Dayımgilin damından yazlık sinema tüm güzelliğiyle izlenebilirdi. O nedenle damda asmaların dibinde oturmak ve çekirdek çitleyerek film izlemek çok özel bir keyifti. İniş çıkışlarda bir ara şu yüzüğü yengeme versem de rahatlasam diye fırsat kolladım. Olmadı, o gece yüzük cebimde bir güzel uyudum.

Sabah Hayat yengem ciğer hazırlamıştı. Güzel bir kahvaltı oldu. Müsaade istedim. Biraz daha kal dedilerse de, derslerimin olduğunu bu yüzden gitmem gerektiğini ifade ettim. Haftaya gelme sözü vererek yanlarından ayrıldım. Öğle otobüsüyle Adana’ya döndüm.

Eve geldiğimde Veysel ağabeyim ne yaptığımı sordu. Ben de “Tamam ağabey” dedim. Bunun anlamı, ben yüzüğü verdim, yengem de aldı demekti. Allahtan detayları sormadı.  Çünkü yalan söylemek çok zordu ve böyle masum bir yalanda bile kıpkırmızı oluyordum.

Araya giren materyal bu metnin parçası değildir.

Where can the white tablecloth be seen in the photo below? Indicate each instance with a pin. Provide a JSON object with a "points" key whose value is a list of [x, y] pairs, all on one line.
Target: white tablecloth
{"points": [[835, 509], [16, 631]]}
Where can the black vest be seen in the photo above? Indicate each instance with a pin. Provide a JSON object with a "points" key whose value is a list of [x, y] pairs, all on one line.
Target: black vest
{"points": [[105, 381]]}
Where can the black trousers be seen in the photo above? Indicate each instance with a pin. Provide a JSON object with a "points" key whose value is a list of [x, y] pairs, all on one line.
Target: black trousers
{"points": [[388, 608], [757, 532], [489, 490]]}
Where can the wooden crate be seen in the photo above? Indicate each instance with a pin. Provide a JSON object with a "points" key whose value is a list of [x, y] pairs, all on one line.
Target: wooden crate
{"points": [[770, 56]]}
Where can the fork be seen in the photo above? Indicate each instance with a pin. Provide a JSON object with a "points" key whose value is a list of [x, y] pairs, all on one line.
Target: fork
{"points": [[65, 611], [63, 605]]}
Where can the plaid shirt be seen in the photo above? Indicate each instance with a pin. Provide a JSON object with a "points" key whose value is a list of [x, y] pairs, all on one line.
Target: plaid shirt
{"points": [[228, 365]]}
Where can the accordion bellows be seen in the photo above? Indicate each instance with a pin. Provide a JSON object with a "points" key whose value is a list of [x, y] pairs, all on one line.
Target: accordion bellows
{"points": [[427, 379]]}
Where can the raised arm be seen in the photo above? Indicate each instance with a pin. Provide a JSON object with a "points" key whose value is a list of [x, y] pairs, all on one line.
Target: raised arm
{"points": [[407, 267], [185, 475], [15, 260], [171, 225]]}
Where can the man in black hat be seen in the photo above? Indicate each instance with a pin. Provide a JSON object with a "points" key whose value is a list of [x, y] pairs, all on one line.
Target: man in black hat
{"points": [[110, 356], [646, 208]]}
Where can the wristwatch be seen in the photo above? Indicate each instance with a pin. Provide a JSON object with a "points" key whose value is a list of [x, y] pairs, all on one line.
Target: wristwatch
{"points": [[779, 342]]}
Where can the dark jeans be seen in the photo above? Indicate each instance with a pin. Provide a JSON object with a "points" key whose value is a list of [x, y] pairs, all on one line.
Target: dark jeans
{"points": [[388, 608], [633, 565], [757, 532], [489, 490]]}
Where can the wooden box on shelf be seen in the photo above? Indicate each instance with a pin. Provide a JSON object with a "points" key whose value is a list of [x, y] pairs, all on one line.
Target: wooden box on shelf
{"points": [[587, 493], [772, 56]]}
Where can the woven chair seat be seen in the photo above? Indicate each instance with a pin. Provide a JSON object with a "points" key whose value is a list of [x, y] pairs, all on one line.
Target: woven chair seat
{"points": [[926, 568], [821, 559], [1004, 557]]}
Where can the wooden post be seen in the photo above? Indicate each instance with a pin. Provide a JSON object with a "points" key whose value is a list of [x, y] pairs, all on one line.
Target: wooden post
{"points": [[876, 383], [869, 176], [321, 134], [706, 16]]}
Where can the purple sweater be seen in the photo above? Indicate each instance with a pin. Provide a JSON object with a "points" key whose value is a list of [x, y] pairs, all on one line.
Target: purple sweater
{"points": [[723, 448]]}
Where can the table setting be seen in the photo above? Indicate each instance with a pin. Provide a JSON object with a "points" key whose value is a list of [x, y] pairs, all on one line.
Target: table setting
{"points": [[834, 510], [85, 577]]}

Belli etmemeye çalışıyordum. Ağabeyimin yanından “Top oynadık hamlamışım, ben biraz dinleneyim” diye müsaade isteyip ayrıldım. Hızla uzaklaşırken ter içinde kalmıştım.

Akşam Ali Gardaş geldi. Anlamlı bakışlarla; “Ne var ne yok köyde?” diye sordu.

“Hiç ağabey çok iyiler, maç yaptık da. Misisteki diğer takımı yendik” dedim. Sonunda İyi bir bahane bulmuştum.

Ali ağabeyim; “Veysel Gardaş yine sana bir iş yaptırmış olmasın?

Bir kez daha durumu kurtarmam gerekiyordu. “Yok, yok” dedim.

Sebahat yengemin; “Haydi Ali, Hüseyin yemek hazır, yemeği soğutmayın” sözleri imdadıma yetişmişti.

Yengemin patlıcan tavasını afiyetle yedik, çayımızı yudumlarken, gelecek hafta sonu yengem balık yemeğe gelmemizi istiyor dedim. Ali ağabeyim “Tamam” dedi, “Ben de özledim. İki haftadır gidemiyoruz. Hafta sonu mesaim olmazsa olur, gideriz” diye ekledi.

Sonraki hafta Ali ağabeyimin mesaisi yoktu. Bütün aile Gomere doluştuk, Misis’in yoluna düştük.

Misise doğru yaklaşırken yüzüğü yavaşça Veysel ağabeyime uzattım.

“Ağabey şunu tak” dedim.

Biz kamyonun arkasında gidiyorduk. O nedenle konuşmamız rahat olmuştu.

Ancak devamında beni nasıl bir sonun beklediğini bilmiyordum. Ağabeyim çok kızabilirdi.

Korka korka al demiştim.

Ağabeyim anlamlı şekilde yüzüme baktı. Sonra yüzüğü alarak parmağına taktı ve kafasını kaldırarak “İyi mi yengen” dedi. Rahatlamanın verdiği esneklikle ; “İyi ağabey, selamları var” dedim.